A 2013 front page New York Times article by Gina Kolata on PCSK9 inhibitors was inaccurate. Here is Kolata’ lede:
She was a 32-year-old aerobics instructor from a Dallas suburb — healthy, college educated, with two young children. Nothing out of the ordinary, except one thing.
Her cholesterol was astoundingly low. Her low-density lipoprotein, or LDL, the form that promotes heart disease, was 14, a level unheard-of in healthy adults, whose normal level is over 100.
The reason was a rare gene mutation she had inherited from both her mother and her father. Only one other person, a young, healthy Zimbabwean woman whose LDL cholesterol was 15, has ever been found with the same double dose of the mutation.
Here is an excerpt from the FDA clinical review of Sanofi/Regeneron’s PCSK9 inhibitor alirocumab:
We are aware of three cases of individuals homozygous (or compound heterozygous) for loss-of-function PCSK9 alleles with very low LDL-C concentrations that have been reported in the literature:
1. a 21-year-old African woman with an LDL-C of 15 mg/dL; no further information about this patient was provided, except that she was identified for genotyping at a postnatal clinic,
2. a 32-year-old African American woman with an LDL-C of 14 mg/dL; she is an apparently healthy, normotensive, fertile, college-educated individual with normal liver and renal function tests, and
3. a 49-year-old French white man who was found to have extremely low LDL-C (7 mg/dL) on admission for rapid-onset of an insulin-requiring diabetes mellitus of unknown etiology; LDL-C not during acute illness was reported to be 16 mg/dL. This patient was shown to have moderate liver steatosis on abdominal ultrasound with normal hepatic enzymes and liver function tests.

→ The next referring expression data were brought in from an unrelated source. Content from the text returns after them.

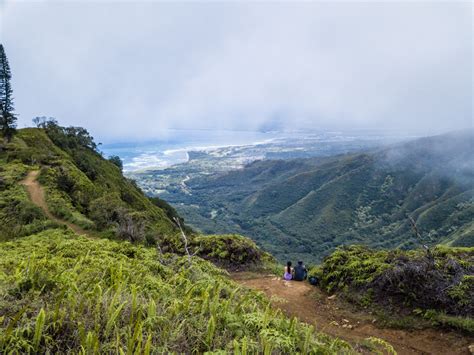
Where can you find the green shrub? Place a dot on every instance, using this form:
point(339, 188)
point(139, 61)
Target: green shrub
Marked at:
point(62, 293)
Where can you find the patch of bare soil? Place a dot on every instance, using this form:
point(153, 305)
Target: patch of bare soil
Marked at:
point(338, 318)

He had no reported history of diarrhea, eye, or neurological abnormalities related to any vitamin deficiency. His mother was deceased at age 66 from dementia, whereas his father was healthy at age 79. His grandparents died at the ages of 79, 87, 91, and 94 years.

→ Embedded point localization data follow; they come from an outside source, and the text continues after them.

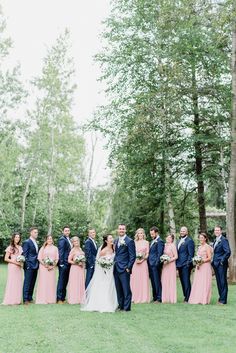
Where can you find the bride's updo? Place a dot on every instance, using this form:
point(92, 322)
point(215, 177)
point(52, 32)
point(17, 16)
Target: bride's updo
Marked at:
point(105, 239)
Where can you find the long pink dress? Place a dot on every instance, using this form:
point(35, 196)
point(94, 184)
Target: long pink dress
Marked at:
point(168, 276)
point(76, 284)
point(13, 291)
point(140, 278)
point(46, 289)
point(202, 282)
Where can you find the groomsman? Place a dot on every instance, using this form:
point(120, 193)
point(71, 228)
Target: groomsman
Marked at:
point(64, 248)
point(90, 249)
point(30, 252)
point(154, 263)
point(221, 255)
point(184, 264)
point(125, 255)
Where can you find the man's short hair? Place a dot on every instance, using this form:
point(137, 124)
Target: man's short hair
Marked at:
point(156, 230)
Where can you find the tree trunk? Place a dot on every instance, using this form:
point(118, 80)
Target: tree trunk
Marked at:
point(231, 201)
point(90, 174)
point(171, 214)
point(198, 157)
point(23, 203)
point(51, 185)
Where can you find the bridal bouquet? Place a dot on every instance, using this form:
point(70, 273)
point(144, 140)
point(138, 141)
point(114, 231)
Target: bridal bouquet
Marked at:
point(197, 260)
point(20, 258)
point(48, 261)
point(139, 256)
point(105, 262)
point(80, 259)
point(165, 258)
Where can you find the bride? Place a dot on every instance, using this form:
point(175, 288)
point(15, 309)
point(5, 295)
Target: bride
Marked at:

At this time there are too few cases to provide conclusive data about loss-of-function PCSK9 polymorphisms and the risk of human disease, although given the association of statins with diabetes risk, the development of diabetes in the 49-year-old man discussed above is of interest. (See Dr. Roberts’ safety review for further discussion of alirocumab and glycemic parameters).

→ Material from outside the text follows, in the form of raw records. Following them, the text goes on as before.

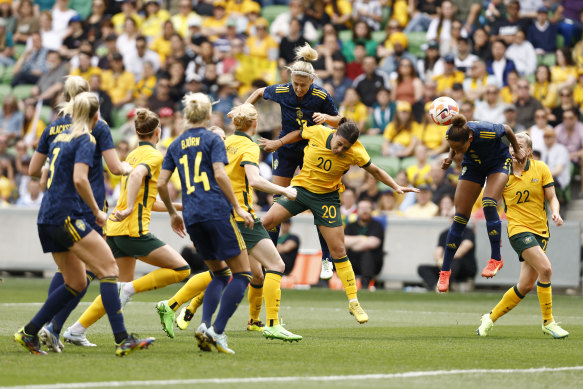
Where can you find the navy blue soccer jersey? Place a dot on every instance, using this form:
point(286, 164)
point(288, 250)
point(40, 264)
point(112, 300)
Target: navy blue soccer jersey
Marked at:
point(193, 154)
point(297, 114)
point(61, 199)
point(486, 148)
point(103, 140)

The third case is the one missed by Kolata. It was published in Arteriosclerosis, Thrombosis, and Vascular Biology, an American Heart Association journal, in 2009, and could have been found with a PubMed search. The case is interesting in that it conflicts with one of the oft-repeated but inaccurate narratives with respect to PCSK9 inhibitors, the idea that all known persons with extremely low LDL due to having two PCSK9 loss-of-function mutations are completely healthy. I agree with the FDA reviewer that there are too few such cases to provide conclusive data about loss-of-function PCSK9 polymorphisms that result in extremely low LDL levels and the risk of disease. (The issue of whether alirocumab increases blood glucose and the risk of developing diabetes is also discussed extensively in the review, with the reviewer concluding that the evidence is inconclusive at this point.)